Gerücht #5 Teams generieren positive Konflikte
Teams generieren eher negative Konflikte, was die Aufgabenverteilung und den Arbeitsprozess angeht. Nicht selten führt dies obendrein zu persönlichen Konflikten. Bei diesem Gerücht handelt es sich allerdings mehr um eine Frage der Terminologie. So ist zu unterscheiden zwischen offenem und intensivem Austausch im Team (= gute Teamarbeit) und echten Konflikten (=wahrgenommene Inkompatibilität der Positionen).


Gerücht #6 Wenn ein Team nicht die gewünschten Leistungen erbringt, benötigt es nur mehr Ressourcen  
Das Hinzufügen von weiteren Mitgliedern in ein bereits verspätetes Projekt führt in der Regel eher zu weiteren Verzögerungen. Beschränkungen können mitunter sogar förderlich sein, da sie kreative Lösungen erfordern. 


Gerücht #7 Never change a winning Team
Es ist durchaus richtig, dass Teams Stabilität bzw. eine gewisse Zeit brauchen, um Aufgabeneffektivität und -effizienz, ein gemeinsames Verständnis, Vertrauen und Teamgeist zu entwickeln. Högl gibt jedoch zu bedenken, dass wenn sich die Aufgabenanforderungen grundlegend ändern, immer auch die Teams umgebaut werden sollten. Zudem singt auf Dauer in der Regel die Kreativität.  


Als Fazit gab Högel den Webinar-Teilnehmern mit auf den Weg, dass Teams eine komplizierte Form der Arbeitsorganisation darstellen und dass die Herausforderungen, die sich daraus ergeben, stets berücksichtigt werden müssen, wenn Strategien auf Agilität, Flexibilität und internationale Zusammenarbeit ausgelegt sind.

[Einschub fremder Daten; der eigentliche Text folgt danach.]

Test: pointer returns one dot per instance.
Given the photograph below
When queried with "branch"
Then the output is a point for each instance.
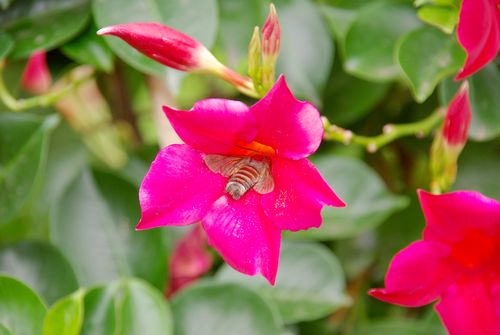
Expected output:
(390, 133)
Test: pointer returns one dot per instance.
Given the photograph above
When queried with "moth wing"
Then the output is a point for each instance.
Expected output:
(265, 184)
(225, 165)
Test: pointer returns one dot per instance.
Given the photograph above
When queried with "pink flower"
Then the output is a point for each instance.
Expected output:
(457, 120)
(457, 262)
(243, 173)
(190, 260)
(36, 77)
(478, 32)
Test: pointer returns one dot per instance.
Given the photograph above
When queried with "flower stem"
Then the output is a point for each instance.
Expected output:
(19, 105)
(391, 132)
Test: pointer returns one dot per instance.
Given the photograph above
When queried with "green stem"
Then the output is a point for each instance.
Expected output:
(19, 105)
(391, 132)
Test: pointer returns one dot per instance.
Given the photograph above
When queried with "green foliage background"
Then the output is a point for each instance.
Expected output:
(70, 260)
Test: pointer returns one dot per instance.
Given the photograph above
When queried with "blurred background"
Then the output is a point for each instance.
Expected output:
(70, 168)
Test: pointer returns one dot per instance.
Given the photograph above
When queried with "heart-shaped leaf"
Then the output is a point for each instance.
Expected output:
(425, 67)
(41, 266)
(21, 310)
(369, 201)
(24, 140)
(310, 282)
(372, 38)
(223, 308)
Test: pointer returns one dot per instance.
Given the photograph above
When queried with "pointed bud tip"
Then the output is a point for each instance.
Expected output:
(105, 31)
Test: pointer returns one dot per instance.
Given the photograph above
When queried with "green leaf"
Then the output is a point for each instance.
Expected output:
(143, 311)
(88, 48)
(197, 18)
(122, 199)
(105, 215)
(340, 17)
(82, 228)
(369, 203)
(443, 18)
(66, 316)
(41, 266)
(425, 67)
(372, 37)
(21, 310)
(128, 307)
(223, 308)
(348, 99)
(6, 45)
(4, 330)
(307, 49)
(478, 168)
(310, 282)
(4, 4)
(22, 156)
(43, 24)
(484, 98)
(236, 22)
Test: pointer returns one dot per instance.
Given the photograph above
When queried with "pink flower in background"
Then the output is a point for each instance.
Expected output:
(36, 77)
(243, 173)
(457, 262)
(190, 260)
(478, 32)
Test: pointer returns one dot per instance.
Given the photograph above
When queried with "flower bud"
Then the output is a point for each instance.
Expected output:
(254, 50)
(271, 36)
(450, 140)
(176, 50)
(36, 77)
(165, 45)
(457, 120)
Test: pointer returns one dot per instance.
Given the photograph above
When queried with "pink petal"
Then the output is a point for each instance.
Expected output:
(190, 260)
(214, 125)
(243, 235)
(467, 308)
(161, 43)
(452, 215)
(416, 276)
(178, 189)
(299, 195)
(36, 77)
(479, 34)
(271, 34)
(292, 127)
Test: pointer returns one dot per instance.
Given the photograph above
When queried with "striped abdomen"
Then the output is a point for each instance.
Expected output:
(244, 179)
(244, 173)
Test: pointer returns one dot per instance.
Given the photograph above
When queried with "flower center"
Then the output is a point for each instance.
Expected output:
(475, 249)
(252, 149)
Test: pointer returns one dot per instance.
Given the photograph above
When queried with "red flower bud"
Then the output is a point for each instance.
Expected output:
(165, 45)
(190, 260)
(457, 119)
(36, 77)
(271, 35)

Als nächster Referent war Carsten Sambraus, Managing Partner bei orange green & water, an der Reihe. Nach einigen einleitenden Worten zu Planung und Strategie ging Sambraus der Frage nach, wie die Agilität in der strategischen Planung erhöht werden kann. Wie schaffen wir es, weg von starren Planungszyklen und hin zu einer kontinuierlichen strategischen Planung zu kommen? Seine Antwort auf diese Frage war eindeutig: Indem man eine Struktur in Form von effektiven Planungstemplates" vorgibt. Dies, so Sambraus, kann durch IT Unterstützung geschehen. Es gibt kaum Prozesse, die so wenig IT Unterstützung finden, wie der strategische Planungsprozess", sagt er. Als wichtige Anforderungen an Strategiesoftware nannte er dabei zwei Punkte: Zum einen die Berücksichtigung weicher Daten, wie Trends und Marktanalysen, und deren Verknüpfung mit harten Kennzahlen. Und zum anderen ein ganzheitliches Vorgehen. Das heißt, die einzelnen Prozessschritte sollten alle mit einer einzigen Software abgedeckt werden, sodass es zu keinem Medienbruch und letztlich Informationsverlust kommen kann.


Damit war eine gelungene Überleitung zum Vortrag von Alexander Zimmermann gegeben, der den Webinar-Teilnehmern die von der SOLYP Informatik GmbH entwickelte strategische Planungssoftware SOLYP3 vorstellte. SOLYP3 basiert auf digitalen Fragebögen die das gesamte strategische Wissen eines Unternehmens strukturiert und standardisiert einsammeln und für eine intelligente Analyse zur Verfügungen stellen. Dabei werden neben Kennzahlen auch weiche Daten erfasst und mit harten Daten verknüpft. Die wesentlichen Anforderungen an eine Strategiesoftware, wie sie zuvor von Carsten Sambraus formuliert wurden, werden somit von SOLYP3 schon heute vollauf erfüllt. Wenn Sie möchten, informieren Sie sich näher über die Vorgehensweise und Vorteile von SOLYP3 oder schauen Sie sich eine Auswahl an Beispielfragebögen an.

 

 

Über das positive Feedback der Teilnehmer am Ende der Veranstaltung haben wir uns sehr gefreut. Wir bedanken uns recht herzlich bei den Referenten und Teilnehmern und würden uns freuen, Sie auch beim nächsten Mal wieder begrüßen zu dürfen!